Известие, что молодая жена на даче, не могло не обрадовать: не придется хамить по поводу и без повода, как не раз случалось. Возможно, она набралась хоть какого-то умишка и, узнав, что пожалует пасынок, благоразумно ретировалась… Жаль только, старая домработница семьи, тетя Варя, уехала… Придется обойтись без любимых с детства блюд и чаепитий за разговорами о житейских мелочах.
Журов медленно, с опасением вошел в свою комнату, огляделся. Уф, все по-старому, здесь Светка порядок не наводила! Всё на своих местах: и исцарапанный циркулем письменный стол у окна, и диван, и тумбы с уже устаревшей аппаратурой, а главное, сделанный на заказ открытый стеллаж на всю стену, беспорядочно забитый книгами! Какое все родное, как греют душу обложки, к которым привык с детства, – оранжевый Майн Рид, зеленый Фенимор Купер… практически вся русская и зарубежная классика, Ожегов, Даль, вперемежку с томами макулатурной серии. А в любое свободное пространство втиснуты номера «Иностранки» и «Нового мира». Журов обожал этот завал! А на книгах с краешка обязательно должно быть немножко пыли. Без пыли никак, потому что тряпкой туда не дотянуться даже тете Варе во время уборки – для этого пришлось бы доставать каждую книгу. «У меня в квартире обязательно будет открытый книжный стеллаж, большой-большой, и никакого стекла!» Журов считал, что порядок в книгах, когда они аккуратно и по размеру расставлены на полках, да еще и за стеклом, бывает лишь у скучных, заурядных и мало читающих людей. Он-то натура творческая.
Быстро управившись с редакционным заданием, Журов еще до вечера вернулся домой. Отец задерживался – неотложные дела в Останкино. Приехать в Москву и сидеть дома? Журов задумался, кому бы позвонить, с кем бы встретиться… решил, кто ближе живет. И не ошибся: совсем рядом, всего через два дома, закадычный друг по летним каникулам, сын замминистра сельского хозяйства, пьяница, балбес и любитель анекдотов собирал компанию на чешское пиво с креветками.
– Ты представляешь, Жур, дают прямо в соседнем магазине! Прихвати бутылок десять!
Эх, Москва, Москва! В Ленинграде ни креветок, ни чешского пива так запросто не дают. Закаленный экзерсисами с коммунистом Солдатовым, Журов к коробке пива прихватил еще и пару водки. Когда она была лишней?
Журов выглядел самым не золотым из собравшихся – так, по крайней мере, он себя ощущал.
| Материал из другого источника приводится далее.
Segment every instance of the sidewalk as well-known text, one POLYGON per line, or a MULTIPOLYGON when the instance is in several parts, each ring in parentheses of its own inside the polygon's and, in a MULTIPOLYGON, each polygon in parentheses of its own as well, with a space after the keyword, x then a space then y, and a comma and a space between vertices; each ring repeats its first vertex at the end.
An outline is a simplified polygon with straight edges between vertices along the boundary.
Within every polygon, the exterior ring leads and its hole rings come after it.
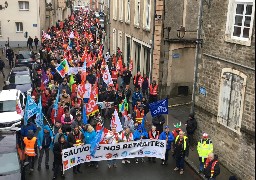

Все пришедшие были одинаково, ну, с небольшими вариациями, одеты, прямо как сборная СССР на Олимпийских играх – дорогие меховые шапки, добротные дубленки, джинсы, высокие сапоги. Впечатление, что покупалось все в одних и тех же распределителях, скорее всего, так и было. С кем-то Журов корешил давно, кого-то видел впервые. Разговор шел сумбурный, бестолковый, но назвать его глупым язык не поворачивался. Основным раздражителем и объектом для неиссякаемого сарказма служил не столько пришедший к власти Андропов, сколько принятые при нем меры по наведению порядка и дисциплины в стране. Повсюду шастали получившие беспрецедентную власть менты, сажали одного за другим работников торговли и общепита, кошмарили простых людей так, что и на улицу днем не выйти, требовали, чтобы зрители кинотеатров или покупатели в магазинах немедленно возвращались на рабочие места. А когда, как не в рабочее время, рыскать нашему человеку в поисках дефицита?